In essence, America was ruined by a kind of fast talking con artistry by people with selfish interests. America has fallen to con artists … “listen here. What you really need to do is help others in my interest, and not help your own in your own interests. That’s the smart thing to do. You see?“

But switching to making digital cameras wouldn’t have helped much, because selling cameras was never really their business. Their main business was selling film, photo paper, developer, etc.
And the mass market consumer digital camera market didn't last terribly long either and is effectively dead. It is now a high end hobby with low volume high margin production.

Smartphone cameras and digital distribution of images would have killed them 10-20 years later anyway.

Given that Sony and Samsung make, basically, every smartphone cellphone camera sensor, it doesn't seem inconceivable that a more agile Kodak could have fully pivoted to producing cellphone camera sensors, and fully owned that segment, as well as adding value add services that took advantage of their printing expertise. Sending digital photos to Kodak for them to print and mail them back to you wouldn't have saved all of the company, but if we handwave that it were successful at that, the brand could have kept going for a lot longer. Following that, a prescient, adaptible Kodak could also have created a photo sharing service, like Flickr or Instagram.
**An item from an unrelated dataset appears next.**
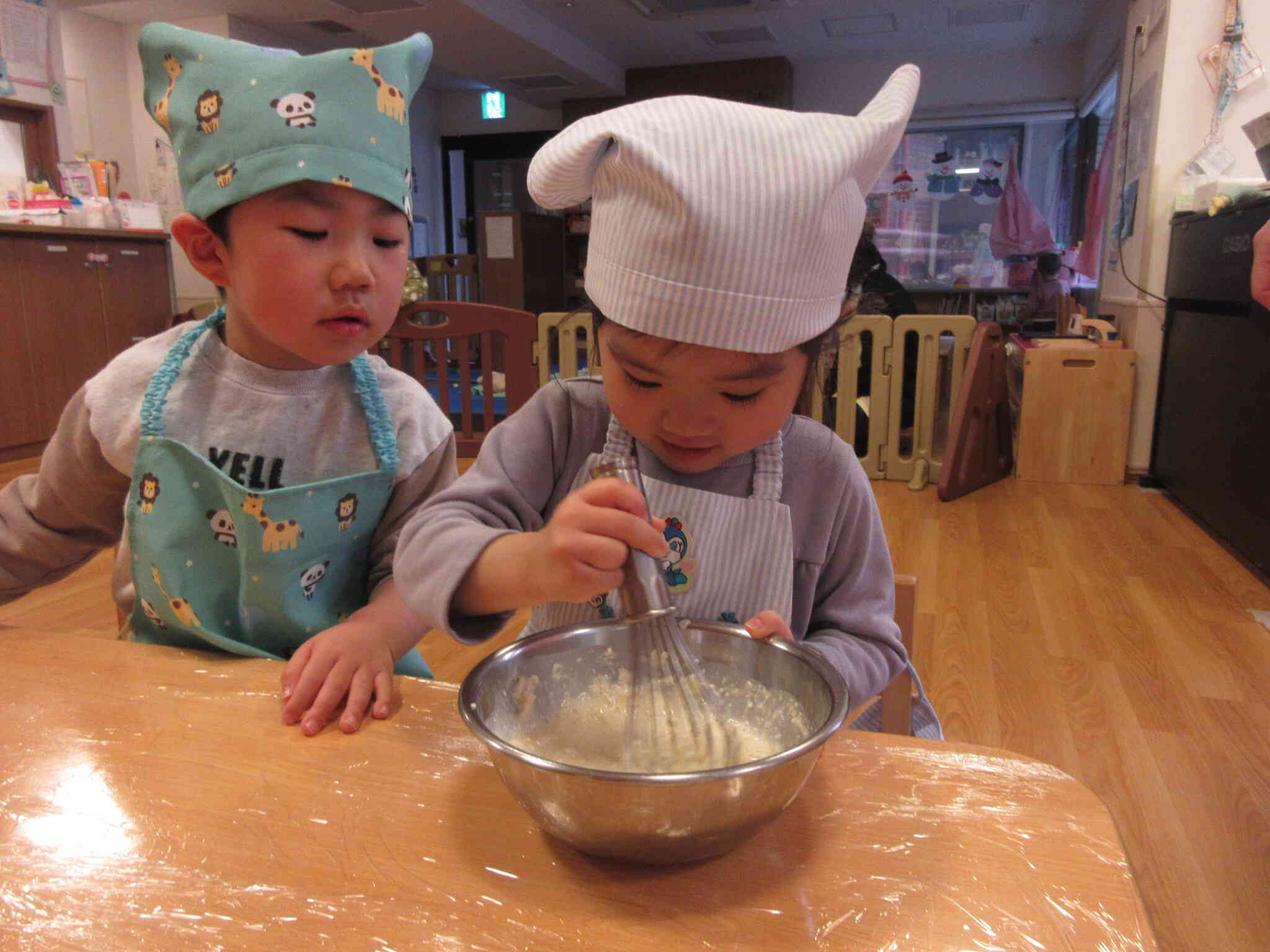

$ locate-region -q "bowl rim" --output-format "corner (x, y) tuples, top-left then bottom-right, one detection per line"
(458, 618), (850, 785)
The question of why is CEO and executive pay so high always comes up, and between Kodak and RIM/Blackberry, it's easy to argue the good ones are worth what they're paid, as the ones who tank the company clearly are not.

Yes, I think if a television and casette-player company like Sony could succeed at pivoting into making CMOS imaging sensors, Kodak could certainly have done the same and beaten them to the punch.

As for executive pay, I think the biggest problem is that it often seems like the executive class gets richly rewarded whether they succeed or fail. Boeing's former CEO was rewarded more for his failures than most people earn for a lifetime of good performance.

Not if they had specialized in researching camera sensors. But that is also one of the most challenging types of pivots to sell to a board, “you know what we should do, specialize in developing the technology that will make our core business obsolete” is a really hard sell.

It seems to be the very same challenge that Google is now dealing with and suffering from. My understanding is that they could have beat OpenAI to market, but they also realized it would savage their core cash cow the search-ad ecosystem they’ve built over decades now; so they put on the brakes and effectively gave way to the competition being able to overtake them. They choked under pressure. Frankly, just for that reason Nadal should have already been removed by now, almost 3 years after the release of ChatGPT. But it’s also a sign of an incompetent and out of touch board that he has not been removed.

It’s immensely challenging to make such a leap. It’s akin to an addiction, how do you convince a Google to give up its search-ad meth? It is nearly impossible short of drastic events. You have to have a clear vision.

Ironically, it seems Microsoft has been making these types of hard decisions, but that also probably is because they’ve been under some intense pressure in various businesses for a while now, i.e., they have not really been king of the hill in anything that they are not de facto monopolists, e.g., PC OS. It is easier to pivot strategies when you’re not vested in maintaining something and their dominance over the whole government-corporate PC network allows them room to operate for am the time being. But there is also a reason why AI has been called an operating system. In the AI-scale medium term, Windows and its involvement in a user facing computer network is also doomed.

I always thought that this story is probably more nuanced, and indeed it is:

https://www.snopes.com/fact-check/kodak-digital-camera-inven...

In particular:

"While this may have been a motivating factor to some at Kodak, such concerns did not stop Kodak — or even Sasson — from further developing digital cameras and making several technical developments that led to Kodak's first publicly available digital camera in 1991, the Digital Camera System."